До чего же непривычно выглядели «наши!» На голове не пилотка, не фуражка, а берет набекрень, на ногах – высокие, черные, зашнурованные ботинки. На плече – автоматики какие-то маленькие, со складными прикладами… Что-что, а оружие я сразу разглядел. А на берете и на кармане униформы – звезда Давида. Уж здесь над ней никто не смеялся!

Возле самого вагона двое штатских, мужчина и женщина, спрашивали: «Фамилия?.. Куда? В Израиль – сюда, пожалуйста… Америка? Пройдите в тот ряд…» Зря, значит, родители так боялись: «сортировали» нас, будто решение ехать в Америку, а не в Израиль, вполне законно. Мужчина просматривал документы и задавал вопрос, дама делала пометку в списках и, вручив большой желтый пакет с какими-то документами, показывала, куда встать. Ряд, в котором стояли «американцы» оказался гораздо длиннее, чем израильский. Я увидел в израильском пожилую бездетную пару, тоже из Ташкента, которая ехала с нами в одном вагоне. Они стояли, держась за руки, аккуратные такие, у дамы в руках сумочка и зонтик. Я подумал: вот уж с ними мы, наверно, никогда больше не увидимся…

Наконец с нами разобрались. Встречавший нас мужчина, разрешив себе, наконец, вспомнить, что мы не документы, а живые люди, сказал громко и приветливо:

– Господа, с приездом! Проходите к автобусам. Багаж прибудет на ваши квартиры…

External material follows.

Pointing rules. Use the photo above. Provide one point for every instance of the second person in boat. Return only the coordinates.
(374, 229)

«Господа, с приездом»… Это мы – господа… Странное чувство охватило меня. Вдруг вспомнилось: мы, мальчишки, играя, называли друг друга: «господин Смит», «господин Пенкрофф»… Мог ли я вообразить, что через несколько лет меня назовут так всерьез? И я внезапно не умом, а всем существом, понял, какое огромное событие произошло в моей жизни.

День был солнечный, совсем нежаркий. Чуть покачивался комфортабельный автобус. Мы ехали на встречу с представителем Хиаса, обсуждать наше будущее. Родители снова волновались. А автобус катил по одному из красивейших городов мира, и встречавшая нас на вокзале дама, превратившись теперь в гида, рассказывала о Вене.

Я, конечно же, не слушал её. Слишком был взволнован. За окном мелькали нарядные улицы, старинные церкви, памятники, особняки, окруженные деревьями, парки, парки… Город утопал в зелени. В Ташкенте тоже было много зелени и цветов, много парков. Я и там видел немало красивых зданий, а не только саманные домики Старого Города. Да и Москву я повидал. Но Вена была совсем другой. Особенной. Почему, я не мог тогда даже попытаться понять, я просто всем существом своим впитывал своеобразие одного из красивейших европейских городов, сумевшего сочетать в себе современность и обаяние старины.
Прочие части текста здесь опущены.